The SEND statement sends a message to other threads.
General Format
SEND src-item TO { { THREAD dest-thread } ... }
{ LAST THREAD }
{ ALL THREADS }
Syntax Rules
- src-item is a literal or data item.
- dest-thread is a USAGE HANDLE or HANDLE OF THREAD data item.
General Rules
- The SEND statement sends a message containing the data in
src-item to one or more threads. Which threads receive the message depends on the following:
- THREAD dest-thread causes the message to be sent to the thread identified by dest-thread. More than one
dest-thread can be specified.
- LAST THREAD causes the message to be sent to the last thread. See Thread Fundamentals in the
ACUCOBOL-GT User's Guide for a discussion of the last thread.
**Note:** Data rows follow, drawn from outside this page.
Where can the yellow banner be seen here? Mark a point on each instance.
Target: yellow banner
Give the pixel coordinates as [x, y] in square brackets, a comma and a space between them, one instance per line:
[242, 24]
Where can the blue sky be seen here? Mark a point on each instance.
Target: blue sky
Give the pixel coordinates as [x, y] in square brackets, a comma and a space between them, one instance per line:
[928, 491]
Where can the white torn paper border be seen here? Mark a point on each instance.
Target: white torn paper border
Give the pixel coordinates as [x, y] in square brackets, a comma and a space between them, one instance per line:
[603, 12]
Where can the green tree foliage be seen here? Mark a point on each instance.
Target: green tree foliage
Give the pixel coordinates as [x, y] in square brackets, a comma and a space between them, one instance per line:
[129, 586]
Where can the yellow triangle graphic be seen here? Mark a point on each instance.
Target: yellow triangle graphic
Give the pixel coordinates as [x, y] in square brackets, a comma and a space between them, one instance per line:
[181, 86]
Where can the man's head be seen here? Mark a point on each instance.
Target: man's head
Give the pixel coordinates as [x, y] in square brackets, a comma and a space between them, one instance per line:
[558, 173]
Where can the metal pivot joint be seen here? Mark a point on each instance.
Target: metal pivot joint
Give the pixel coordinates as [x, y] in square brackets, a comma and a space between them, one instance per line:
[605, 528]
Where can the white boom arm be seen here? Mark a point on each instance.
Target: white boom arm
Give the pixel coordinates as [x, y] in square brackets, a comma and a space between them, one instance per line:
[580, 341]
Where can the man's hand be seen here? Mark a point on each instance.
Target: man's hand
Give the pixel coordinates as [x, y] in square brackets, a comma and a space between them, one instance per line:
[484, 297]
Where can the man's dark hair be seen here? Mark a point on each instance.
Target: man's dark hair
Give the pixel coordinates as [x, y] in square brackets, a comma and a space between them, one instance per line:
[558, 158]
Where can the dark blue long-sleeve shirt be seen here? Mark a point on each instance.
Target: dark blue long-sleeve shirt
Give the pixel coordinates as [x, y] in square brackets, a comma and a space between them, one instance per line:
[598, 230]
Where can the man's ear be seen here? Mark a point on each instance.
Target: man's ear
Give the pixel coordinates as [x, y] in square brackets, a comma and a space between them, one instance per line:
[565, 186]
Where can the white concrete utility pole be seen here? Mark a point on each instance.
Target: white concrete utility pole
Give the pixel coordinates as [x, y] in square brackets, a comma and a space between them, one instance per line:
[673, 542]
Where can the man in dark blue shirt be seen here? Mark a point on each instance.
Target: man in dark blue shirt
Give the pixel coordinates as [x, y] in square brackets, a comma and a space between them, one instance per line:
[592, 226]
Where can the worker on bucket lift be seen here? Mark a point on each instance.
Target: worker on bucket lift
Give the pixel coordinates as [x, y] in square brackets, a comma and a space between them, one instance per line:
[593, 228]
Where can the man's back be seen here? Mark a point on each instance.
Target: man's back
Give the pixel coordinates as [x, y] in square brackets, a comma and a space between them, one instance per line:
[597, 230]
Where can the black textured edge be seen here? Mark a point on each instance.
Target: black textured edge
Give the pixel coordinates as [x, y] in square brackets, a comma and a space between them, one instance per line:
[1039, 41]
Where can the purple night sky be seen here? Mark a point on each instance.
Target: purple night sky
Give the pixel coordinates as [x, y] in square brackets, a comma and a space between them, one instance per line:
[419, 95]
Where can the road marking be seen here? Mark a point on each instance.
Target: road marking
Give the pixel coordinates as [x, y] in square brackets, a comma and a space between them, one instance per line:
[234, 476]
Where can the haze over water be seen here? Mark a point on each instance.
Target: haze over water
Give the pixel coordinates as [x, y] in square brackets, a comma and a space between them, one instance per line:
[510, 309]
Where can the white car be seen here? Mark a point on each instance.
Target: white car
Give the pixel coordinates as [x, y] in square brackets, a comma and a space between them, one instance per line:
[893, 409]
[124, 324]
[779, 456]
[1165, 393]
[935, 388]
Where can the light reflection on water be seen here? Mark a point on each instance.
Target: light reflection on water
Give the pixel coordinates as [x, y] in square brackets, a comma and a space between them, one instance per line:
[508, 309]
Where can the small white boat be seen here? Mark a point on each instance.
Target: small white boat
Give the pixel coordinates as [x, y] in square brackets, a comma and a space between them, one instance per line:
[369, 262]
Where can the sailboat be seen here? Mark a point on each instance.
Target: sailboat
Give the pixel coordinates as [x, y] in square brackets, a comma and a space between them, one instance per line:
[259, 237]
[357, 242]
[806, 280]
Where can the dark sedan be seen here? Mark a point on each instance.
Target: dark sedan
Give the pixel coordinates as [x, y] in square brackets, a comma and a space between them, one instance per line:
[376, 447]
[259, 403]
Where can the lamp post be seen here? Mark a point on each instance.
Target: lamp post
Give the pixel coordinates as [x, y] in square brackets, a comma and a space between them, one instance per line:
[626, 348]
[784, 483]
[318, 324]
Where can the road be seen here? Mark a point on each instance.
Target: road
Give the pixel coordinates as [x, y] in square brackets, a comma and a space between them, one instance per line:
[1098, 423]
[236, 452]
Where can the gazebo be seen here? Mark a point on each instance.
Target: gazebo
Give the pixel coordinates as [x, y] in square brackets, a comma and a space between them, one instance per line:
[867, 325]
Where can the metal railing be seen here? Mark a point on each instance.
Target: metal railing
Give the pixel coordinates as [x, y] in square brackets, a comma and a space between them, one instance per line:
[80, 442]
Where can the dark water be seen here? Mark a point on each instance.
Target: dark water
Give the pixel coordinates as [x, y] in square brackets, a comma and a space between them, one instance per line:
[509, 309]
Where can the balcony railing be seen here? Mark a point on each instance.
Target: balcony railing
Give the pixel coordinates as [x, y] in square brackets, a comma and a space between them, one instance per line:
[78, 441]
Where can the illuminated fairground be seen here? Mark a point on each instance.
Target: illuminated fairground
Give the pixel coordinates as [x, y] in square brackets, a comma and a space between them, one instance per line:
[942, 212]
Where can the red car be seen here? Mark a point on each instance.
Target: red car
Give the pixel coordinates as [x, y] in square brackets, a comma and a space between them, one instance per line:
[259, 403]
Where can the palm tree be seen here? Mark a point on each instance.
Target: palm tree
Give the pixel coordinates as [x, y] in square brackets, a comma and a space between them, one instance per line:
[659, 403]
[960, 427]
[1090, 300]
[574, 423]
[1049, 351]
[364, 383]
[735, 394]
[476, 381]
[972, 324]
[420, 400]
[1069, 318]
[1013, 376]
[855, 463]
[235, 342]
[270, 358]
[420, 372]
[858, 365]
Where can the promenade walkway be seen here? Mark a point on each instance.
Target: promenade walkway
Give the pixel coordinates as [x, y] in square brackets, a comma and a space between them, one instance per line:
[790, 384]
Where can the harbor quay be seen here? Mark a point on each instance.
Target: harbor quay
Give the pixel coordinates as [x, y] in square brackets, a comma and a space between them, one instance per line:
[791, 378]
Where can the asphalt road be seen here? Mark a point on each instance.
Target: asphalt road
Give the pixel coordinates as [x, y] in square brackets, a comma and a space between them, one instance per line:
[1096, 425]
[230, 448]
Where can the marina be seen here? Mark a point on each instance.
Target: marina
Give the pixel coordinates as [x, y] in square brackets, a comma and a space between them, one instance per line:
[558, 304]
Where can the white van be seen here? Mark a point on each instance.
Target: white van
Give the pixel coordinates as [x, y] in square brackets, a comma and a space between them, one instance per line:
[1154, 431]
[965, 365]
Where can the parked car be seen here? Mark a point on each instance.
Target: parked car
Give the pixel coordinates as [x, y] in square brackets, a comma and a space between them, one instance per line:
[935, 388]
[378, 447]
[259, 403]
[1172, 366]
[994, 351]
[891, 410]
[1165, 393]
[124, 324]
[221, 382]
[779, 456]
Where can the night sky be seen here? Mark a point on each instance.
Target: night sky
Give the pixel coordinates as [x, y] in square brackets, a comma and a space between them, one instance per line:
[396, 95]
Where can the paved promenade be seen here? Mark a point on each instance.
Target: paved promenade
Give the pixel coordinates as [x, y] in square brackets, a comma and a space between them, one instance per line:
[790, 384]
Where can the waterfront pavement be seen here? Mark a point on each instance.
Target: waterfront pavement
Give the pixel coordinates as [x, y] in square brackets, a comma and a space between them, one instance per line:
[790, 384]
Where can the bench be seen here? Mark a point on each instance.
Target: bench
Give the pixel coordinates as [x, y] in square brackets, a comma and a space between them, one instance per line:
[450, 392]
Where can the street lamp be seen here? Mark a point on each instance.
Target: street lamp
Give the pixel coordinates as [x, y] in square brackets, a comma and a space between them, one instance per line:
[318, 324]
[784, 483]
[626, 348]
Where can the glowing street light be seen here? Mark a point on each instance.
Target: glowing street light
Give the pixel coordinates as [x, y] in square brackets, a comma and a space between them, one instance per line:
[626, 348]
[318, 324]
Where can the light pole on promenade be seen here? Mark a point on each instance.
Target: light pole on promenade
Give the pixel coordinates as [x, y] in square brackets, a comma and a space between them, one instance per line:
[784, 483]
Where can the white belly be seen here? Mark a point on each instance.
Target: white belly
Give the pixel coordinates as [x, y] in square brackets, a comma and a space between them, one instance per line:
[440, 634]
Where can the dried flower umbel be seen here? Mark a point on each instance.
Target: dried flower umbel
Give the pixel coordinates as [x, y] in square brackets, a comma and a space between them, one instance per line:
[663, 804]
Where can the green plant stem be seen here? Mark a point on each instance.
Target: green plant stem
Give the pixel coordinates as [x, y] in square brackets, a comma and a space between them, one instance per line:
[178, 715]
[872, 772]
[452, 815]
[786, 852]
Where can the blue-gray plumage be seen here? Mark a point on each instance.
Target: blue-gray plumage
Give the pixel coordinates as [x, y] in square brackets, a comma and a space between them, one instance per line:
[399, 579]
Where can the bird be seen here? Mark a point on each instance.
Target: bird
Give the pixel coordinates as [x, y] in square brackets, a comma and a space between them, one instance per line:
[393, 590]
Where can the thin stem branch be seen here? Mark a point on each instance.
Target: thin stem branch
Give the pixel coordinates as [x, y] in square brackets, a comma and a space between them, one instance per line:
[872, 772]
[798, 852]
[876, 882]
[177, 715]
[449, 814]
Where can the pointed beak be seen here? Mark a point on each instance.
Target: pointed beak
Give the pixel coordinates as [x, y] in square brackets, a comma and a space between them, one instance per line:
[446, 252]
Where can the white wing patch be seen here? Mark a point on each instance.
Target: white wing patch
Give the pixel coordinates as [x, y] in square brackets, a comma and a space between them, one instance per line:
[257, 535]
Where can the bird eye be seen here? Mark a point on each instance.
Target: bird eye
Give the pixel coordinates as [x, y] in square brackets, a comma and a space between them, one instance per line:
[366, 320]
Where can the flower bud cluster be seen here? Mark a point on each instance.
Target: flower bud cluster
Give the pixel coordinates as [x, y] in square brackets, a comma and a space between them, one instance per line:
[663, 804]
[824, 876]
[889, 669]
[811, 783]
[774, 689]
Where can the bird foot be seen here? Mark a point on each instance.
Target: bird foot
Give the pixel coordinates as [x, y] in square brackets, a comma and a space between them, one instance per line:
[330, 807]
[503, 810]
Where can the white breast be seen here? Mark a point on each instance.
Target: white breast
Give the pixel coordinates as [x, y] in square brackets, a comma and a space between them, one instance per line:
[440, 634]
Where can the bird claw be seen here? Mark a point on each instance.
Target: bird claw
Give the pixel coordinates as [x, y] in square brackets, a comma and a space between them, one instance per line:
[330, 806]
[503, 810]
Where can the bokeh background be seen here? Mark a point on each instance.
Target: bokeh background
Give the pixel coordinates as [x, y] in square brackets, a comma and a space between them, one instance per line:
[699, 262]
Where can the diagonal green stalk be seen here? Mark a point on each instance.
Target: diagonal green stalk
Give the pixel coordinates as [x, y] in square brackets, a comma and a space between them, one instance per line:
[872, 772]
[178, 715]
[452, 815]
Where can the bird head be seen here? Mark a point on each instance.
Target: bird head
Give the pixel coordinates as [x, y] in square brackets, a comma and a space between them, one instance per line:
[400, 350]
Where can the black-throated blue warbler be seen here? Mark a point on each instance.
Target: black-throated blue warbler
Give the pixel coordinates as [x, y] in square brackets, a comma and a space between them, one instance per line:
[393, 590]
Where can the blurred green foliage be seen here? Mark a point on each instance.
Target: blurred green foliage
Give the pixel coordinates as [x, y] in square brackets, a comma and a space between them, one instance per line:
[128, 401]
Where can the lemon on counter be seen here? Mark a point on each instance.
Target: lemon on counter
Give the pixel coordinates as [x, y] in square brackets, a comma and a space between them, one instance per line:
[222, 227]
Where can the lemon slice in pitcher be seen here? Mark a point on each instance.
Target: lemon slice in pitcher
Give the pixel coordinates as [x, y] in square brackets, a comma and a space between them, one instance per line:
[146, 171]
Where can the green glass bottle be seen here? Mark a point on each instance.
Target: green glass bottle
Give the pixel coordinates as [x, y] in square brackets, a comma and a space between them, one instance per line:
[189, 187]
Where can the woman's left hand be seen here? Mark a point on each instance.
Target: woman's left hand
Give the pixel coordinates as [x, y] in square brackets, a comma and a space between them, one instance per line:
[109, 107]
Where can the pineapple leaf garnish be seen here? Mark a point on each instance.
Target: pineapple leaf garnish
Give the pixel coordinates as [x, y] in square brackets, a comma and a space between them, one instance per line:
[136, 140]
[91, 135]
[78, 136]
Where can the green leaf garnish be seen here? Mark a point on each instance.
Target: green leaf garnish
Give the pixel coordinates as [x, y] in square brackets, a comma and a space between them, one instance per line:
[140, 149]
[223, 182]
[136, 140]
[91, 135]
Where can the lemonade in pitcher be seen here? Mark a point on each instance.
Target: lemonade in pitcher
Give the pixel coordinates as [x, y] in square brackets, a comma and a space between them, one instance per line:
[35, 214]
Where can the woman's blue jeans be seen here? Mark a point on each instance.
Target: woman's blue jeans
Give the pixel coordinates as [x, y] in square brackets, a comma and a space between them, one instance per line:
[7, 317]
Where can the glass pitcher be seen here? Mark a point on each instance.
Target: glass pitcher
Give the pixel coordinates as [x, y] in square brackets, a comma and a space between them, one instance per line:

- ALL THREADS causes the message to be sent to all currently existing threads, except the sending thread.
- The size of the message is equal to the size of src-item.
- The THREAD dest-thread and LAST THREAD options create a directed message. Directed messages are sent to the specified threads
or last thread and are guaranteed to be delivered to the specified threads. Directed messages are held in a queue. If there
is not enough space in the queue to place the message (because of other messages that have not yet been received), the sending
thread suspends until space becomes available in the queue. Messages are received in the order sent. See the listing for
MESSAGE_QUEUE_SIZE runtime configuration variable located in
Appendix H for options on setting the queue size.
- The ALL THREADS option creates a broadcast message. Broadcast messages can be picked up by any thread. Receiving a broadcast
message does not remove it from the message queue, it remains queued to be received by other threads. Broadcast messages are
removed from the queue when either
- all threads have received it, or
- there is not enough space to hold the next broadcast message. In this case, broadcast messages are removed from the queue
(oldest first) until there is enough space to place the new message in the queue. This allows the queue to empty when there
are threads that never look for messages. It also means that a broadcast message may not be delivered to a particular thread
if other broadcast messages are sent before the first is received. To avoid this problem, use broadcast messages sparingly.
- Broadcast messages can be missed under certain circumstances. To track which messages a thread has read, each thread remembers
the number of the last broadcast message it has read. Messages are numbered sequentially starting at one. If a thread skips
an earlier broadcast message (because the message does not meet the thread's delivery requirements) and then receives a later
broadcast message, the earlier message will never be received because it has an earlier message number. For example, MESSAGE-1
will be missed in the following sequence of events:
SEND MESSAGE-1 TO ALL THREADS (in thread A)
SEND MESSAGE-2 TO ALL THREADS (in thread B)
RECEIVE MSG-2 FROM THREAD B (in thread C)
RECEIVE MSG-1 FROM ANY THREAD (in thread C)
The last RECEIVE in this example does not receive MESSAGE-1 because it was sent earlier than the last broadcast message it
received (MESSAGE-2 in this case). This is caused by the first RECEIVE which picked up a broadcast message while asking for
messages from a particular thread. To avoid this, pick up broadcast messages with the RECEIVE FROM ANY THREAD phrase. This
will prevent you from skipping a message.